Dimas menyebut, pihaknya tidak khawatir PMK bakal mengganggu suplai daging kurban di wilayahnya. Persediaan ternak dinilai cukup untuk memenuhi kebutuhan di desanya. Desa Kalisidi membutuhkan paling banyak 10 sapi untuk keperluan kurban. Sementara persediaan sapi yang sehat di desa itu jumlahnya ratusan.
Di Jateng, jumlah ternak penderita PMK pada Rabu (1/6/2022) sebanyak 217 ekor. Jumlah itu diketahui dari pengujian terhadap 4.172 sampel darah dari hewan ternak yang diduga terpapar PMK. Hingga Rabu, 30 dari 35 kabupaten/kota di Jateng telah melaporkan temuan kasus positif PMK di wilayahnya. Hanya ada tiga daerah yang masih bebas PMK, yakni Purworejo, Kota Magelang, dan Kota Surakarta.
Kepala Dinas Peternakan dan Kesehatan Hewan Jateng Agus Wariyanto menyebut, pihaknya masih akan membatasi lalu lintas hewan ternak di wilayahnya. Sebanyak 84 dari total 114 pasar hewan juga ditutup sementara untuk mencegah perluasan penyebaran PMK.

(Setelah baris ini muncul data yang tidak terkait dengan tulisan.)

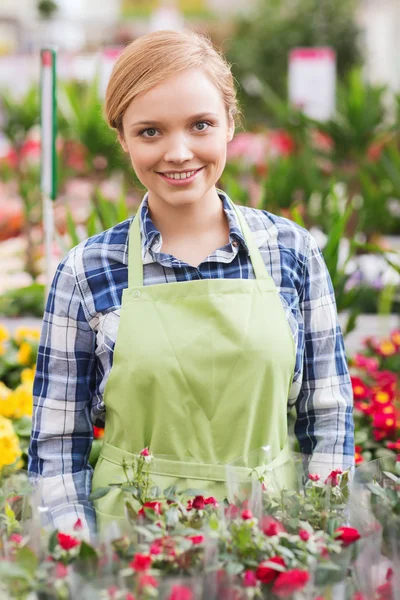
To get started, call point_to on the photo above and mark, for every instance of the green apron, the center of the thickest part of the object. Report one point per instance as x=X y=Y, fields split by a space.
x=201 y=375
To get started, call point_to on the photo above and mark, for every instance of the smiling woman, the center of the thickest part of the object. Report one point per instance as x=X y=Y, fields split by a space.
x=190 y=328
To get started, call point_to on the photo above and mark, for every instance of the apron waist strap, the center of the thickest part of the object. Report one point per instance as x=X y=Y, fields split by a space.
x=173 y=467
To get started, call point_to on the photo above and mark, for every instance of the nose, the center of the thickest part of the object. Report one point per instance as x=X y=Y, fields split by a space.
x=178 y=150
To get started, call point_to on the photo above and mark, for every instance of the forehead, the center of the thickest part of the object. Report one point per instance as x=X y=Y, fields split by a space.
x=182 y=95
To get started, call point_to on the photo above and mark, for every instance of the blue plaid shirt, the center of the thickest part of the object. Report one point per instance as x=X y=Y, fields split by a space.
x=80 y=327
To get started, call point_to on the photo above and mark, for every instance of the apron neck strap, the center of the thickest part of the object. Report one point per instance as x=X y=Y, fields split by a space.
x=135 y=262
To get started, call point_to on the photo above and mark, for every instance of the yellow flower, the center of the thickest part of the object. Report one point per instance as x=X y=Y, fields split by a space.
x=28 y=375
x=4 y=334
x=24 y=354
x=7 y=401
x=23 y=400
x=26 y=333
x=10 y=450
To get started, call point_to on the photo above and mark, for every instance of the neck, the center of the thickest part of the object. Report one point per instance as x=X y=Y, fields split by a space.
x=189 y=220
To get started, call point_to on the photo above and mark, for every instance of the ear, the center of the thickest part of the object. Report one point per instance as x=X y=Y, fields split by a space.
x=122 y=141
x=231 y=130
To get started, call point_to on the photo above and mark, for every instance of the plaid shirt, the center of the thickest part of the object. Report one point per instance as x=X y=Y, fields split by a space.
x=80 y=327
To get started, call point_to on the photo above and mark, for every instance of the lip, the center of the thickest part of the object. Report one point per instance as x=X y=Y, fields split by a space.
x=181 y=182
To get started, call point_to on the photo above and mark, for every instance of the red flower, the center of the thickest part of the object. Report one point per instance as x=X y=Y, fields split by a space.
x=385 y=591
x=199 y=502
x=382 y=396
x=152 y=505
x=360 y=390
x=156 y=547
x=247 y=515
x=61 y=571
x=147 y=581
x=67 y=542
x=365 y=362
x=98 y=432
x=304 y=535
x=271 y=527
x=265 y=573
x=347 y=535
x=141 y=562
x=16 y=538
x=290 y=581
x=395 y=338
x=211 y=500
x=180 y=592
x=249 y=579
x=385 y=421
x=358 y=458
x=394 y=445
x=196 y=539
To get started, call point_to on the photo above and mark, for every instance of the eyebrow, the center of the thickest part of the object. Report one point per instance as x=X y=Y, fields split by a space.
x=192 y=118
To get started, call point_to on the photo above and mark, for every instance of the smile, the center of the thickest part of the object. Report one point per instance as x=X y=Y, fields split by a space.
x=183 y=178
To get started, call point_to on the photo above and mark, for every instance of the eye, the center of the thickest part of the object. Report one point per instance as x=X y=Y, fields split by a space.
x=151 y=131
x=202 y=123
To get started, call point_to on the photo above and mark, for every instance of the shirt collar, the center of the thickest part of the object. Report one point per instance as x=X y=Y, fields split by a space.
x=151 y=237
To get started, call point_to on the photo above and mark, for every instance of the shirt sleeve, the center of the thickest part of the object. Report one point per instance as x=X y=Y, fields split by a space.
x=324 y=425
x=62 y=432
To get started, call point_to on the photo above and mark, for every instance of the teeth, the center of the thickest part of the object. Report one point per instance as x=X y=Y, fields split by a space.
x=179 y=175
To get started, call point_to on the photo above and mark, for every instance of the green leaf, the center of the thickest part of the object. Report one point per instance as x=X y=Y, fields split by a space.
x=99 y=493
x=87 y=552
x=27 y=559
x=193 y=492
x=23 y=427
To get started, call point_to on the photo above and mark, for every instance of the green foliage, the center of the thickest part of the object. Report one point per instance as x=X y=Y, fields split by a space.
x=20 y=116
x=82 y=107
x=28 y=300
x=264 y=38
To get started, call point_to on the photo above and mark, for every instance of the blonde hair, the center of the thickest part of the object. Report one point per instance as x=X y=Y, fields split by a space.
x=156 y=56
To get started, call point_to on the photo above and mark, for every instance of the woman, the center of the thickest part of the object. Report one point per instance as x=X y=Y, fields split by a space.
x=191 y=328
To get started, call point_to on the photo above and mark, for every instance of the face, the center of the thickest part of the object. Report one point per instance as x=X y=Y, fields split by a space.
x=178 y=128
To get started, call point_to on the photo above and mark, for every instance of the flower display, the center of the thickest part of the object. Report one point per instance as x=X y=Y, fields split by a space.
x=376 y=388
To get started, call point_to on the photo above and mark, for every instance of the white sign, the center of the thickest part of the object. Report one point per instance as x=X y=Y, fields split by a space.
x=312 y=81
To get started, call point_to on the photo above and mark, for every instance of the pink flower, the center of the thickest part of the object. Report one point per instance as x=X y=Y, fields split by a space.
x=332 y=478
x=198 y=503
x=61 y=571
x=152 y=505
x=196 y=539
x=291 y=581
x=211 y=500
x=265 y=573
x=67 y=542
x=247 y=515
x=304 y=535
x=141 y=562
x=16 y=538
x=347 y=535
x=180 y=592
x=249 y=579
x=147 y=581
x=271 y=527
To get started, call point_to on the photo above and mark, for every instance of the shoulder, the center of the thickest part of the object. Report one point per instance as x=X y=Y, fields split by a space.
x=272 y=230
x=98 y=251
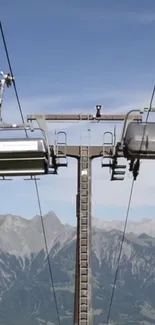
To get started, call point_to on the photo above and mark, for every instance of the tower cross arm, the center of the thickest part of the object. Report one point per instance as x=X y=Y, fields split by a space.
x=94 y=151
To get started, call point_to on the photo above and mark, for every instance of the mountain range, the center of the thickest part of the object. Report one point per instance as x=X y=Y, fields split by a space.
x=26 y=295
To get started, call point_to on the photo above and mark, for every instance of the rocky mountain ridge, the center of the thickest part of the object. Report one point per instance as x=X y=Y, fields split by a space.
x=26 y=295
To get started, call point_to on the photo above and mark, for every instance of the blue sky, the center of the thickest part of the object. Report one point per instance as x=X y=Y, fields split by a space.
x=68 y=56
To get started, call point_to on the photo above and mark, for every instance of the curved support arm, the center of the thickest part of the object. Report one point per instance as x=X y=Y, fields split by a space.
x=125 y=121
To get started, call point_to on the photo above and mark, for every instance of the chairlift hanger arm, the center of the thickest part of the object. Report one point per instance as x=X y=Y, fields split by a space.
x=80 y=117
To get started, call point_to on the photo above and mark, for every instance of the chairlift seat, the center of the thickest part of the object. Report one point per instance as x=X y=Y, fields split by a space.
x=139 y=140
x=21 y=157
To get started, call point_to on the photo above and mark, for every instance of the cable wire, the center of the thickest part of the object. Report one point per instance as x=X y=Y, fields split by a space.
x=35 y=180
x=126 y=219
x=120 y=253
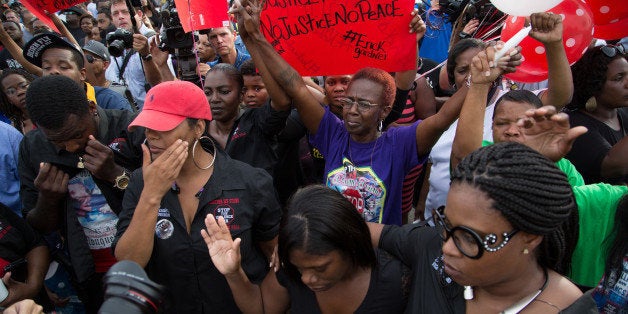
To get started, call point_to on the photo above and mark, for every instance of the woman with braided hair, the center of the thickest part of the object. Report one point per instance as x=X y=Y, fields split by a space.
x=508 y=230
x=600 y=103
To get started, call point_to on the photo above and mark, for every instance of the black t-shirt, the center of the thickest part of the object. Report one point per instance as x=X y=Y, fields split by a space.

”Terkait suplai hewan ternak untuk keperluan kurban, Jateng tidak ada kendala, tetapi malah surplus. Jumlah ternak yang tersedia saat ini sekitar 399.302 ekor. Sementara itu, kebutuhan untuk kurban sekitar 372.682 ekor,” ujar Agus.
Agus meminta para peternak segera melapor apabila ternak mereka terpapar PMK. Dokter hewan atau mantri-mantri hewan akan mendatangi ternak-ternak mereka dan memberikan pertolongan. Selain mengobati ternak yang terpapar, mereka juga akan mengedukasi para peternak terkait apa yang harus dilakukan dan sebaiknya tidak dilakukan supaya ternak-ternak itu bisa kembali sehat. Jadi, risiko kematian ternak dan kerugian yang harus ditanggung peternak akibat PMK bisa ditekan.